We are about to start to develop relatively small db desktop apps, running on a browser (analogous to a cashier system).
We think the app could be distributed with a standalone webserver (XAMPP) + PHP + sqlite. Source code can be encrypted via ionCube.
We already have web-apps and we wish to port them to be used locally, almost with the same code. That’s the main idea.
We think it is a good solution. But in this question it doesn’t feel like it.
Is there some trouble we have not seen/missed? Are there problems that we should consider further?
update:
* the installation of XAMPP consists of unzipping a folder
* to update I can replace/patch the folder containing my code (automatically, the user doesn’t have to do anything)
* unistall is deleting the folder
* backups are not a problem…
Thanks.
The question you mention discusses something else: The use of PHP for real, native standalone desktop applications using a toolkit like GTK.
What you are planning to do strikes me as similarly problematic, though.
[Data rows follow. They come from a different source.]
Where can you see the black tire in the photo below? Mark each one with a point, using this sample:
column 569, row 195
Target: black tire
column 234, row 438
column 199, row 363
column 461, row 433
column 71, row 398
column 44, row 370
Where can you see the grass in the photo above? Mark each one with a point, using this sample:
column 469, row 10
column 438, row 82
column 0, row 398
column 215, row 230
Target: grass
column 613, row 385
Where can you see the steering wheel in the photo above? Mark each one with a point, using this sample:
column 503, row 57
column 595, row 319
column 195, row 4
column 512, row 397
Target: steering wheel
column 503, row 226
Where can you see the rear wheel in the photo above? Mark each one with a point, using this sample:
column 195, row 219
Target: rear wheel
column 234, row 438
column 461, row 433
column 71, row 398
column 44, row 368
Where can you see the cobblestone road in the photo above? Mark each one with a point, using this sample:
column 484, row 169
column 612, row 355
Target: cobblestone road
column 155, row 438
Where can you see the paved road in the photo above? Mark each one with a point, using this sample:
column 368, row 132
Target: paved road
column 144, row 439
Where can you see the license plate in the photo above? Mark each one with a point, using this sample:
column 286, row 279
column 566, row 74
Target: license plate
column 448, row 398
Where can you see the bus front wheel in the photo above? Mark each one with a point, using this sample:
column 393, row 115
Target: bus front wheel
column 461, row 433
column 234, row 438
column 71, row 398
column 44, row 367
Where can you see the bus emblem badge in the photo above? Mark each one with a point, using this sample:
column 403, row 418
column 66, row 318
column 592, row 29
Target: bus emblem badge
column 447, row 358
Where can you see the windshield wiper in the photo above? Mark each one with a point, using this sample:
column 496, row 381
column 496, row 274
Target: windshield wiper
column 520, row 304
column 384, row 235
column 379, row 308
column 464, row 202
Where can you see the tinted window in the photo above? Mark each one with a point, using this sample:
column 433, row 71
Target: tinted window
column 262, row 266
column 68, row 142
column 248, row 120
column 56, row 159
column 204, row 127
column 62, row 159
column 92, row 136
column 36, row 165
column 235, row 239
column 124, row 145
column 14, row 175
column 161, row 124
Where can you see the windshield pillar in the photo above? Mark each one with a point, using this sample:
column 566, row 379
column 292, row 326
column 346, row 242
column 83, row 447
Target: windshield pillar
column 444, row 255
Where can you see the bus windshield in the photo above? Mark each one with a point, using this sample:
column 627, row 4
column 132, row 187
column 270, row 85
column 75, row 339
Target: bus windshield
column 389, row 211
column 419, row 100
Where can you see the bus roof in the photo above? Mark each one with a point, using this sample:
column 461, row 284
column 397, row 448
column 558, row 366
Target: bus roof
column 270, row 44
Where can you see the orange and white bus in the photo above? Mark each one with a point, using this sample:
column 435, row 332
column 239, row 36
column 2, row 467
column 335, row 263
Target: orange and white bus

What comes to mind straight away:
A webserver installation is a relatively “big thing” where a lot can go wrong (e.g. ports already in use by other applications; firewalls and security suites blocking things). Manual installation would be mandatory
You’ll have updating troubles (what if you need to update the client installation to a new version of PHP or mySQL?)
The application must be uninstalled manually
Updating the application and making backups is difficult
it’s not impossible – it just feels very, very kludgy compared to a standalone .exe installation.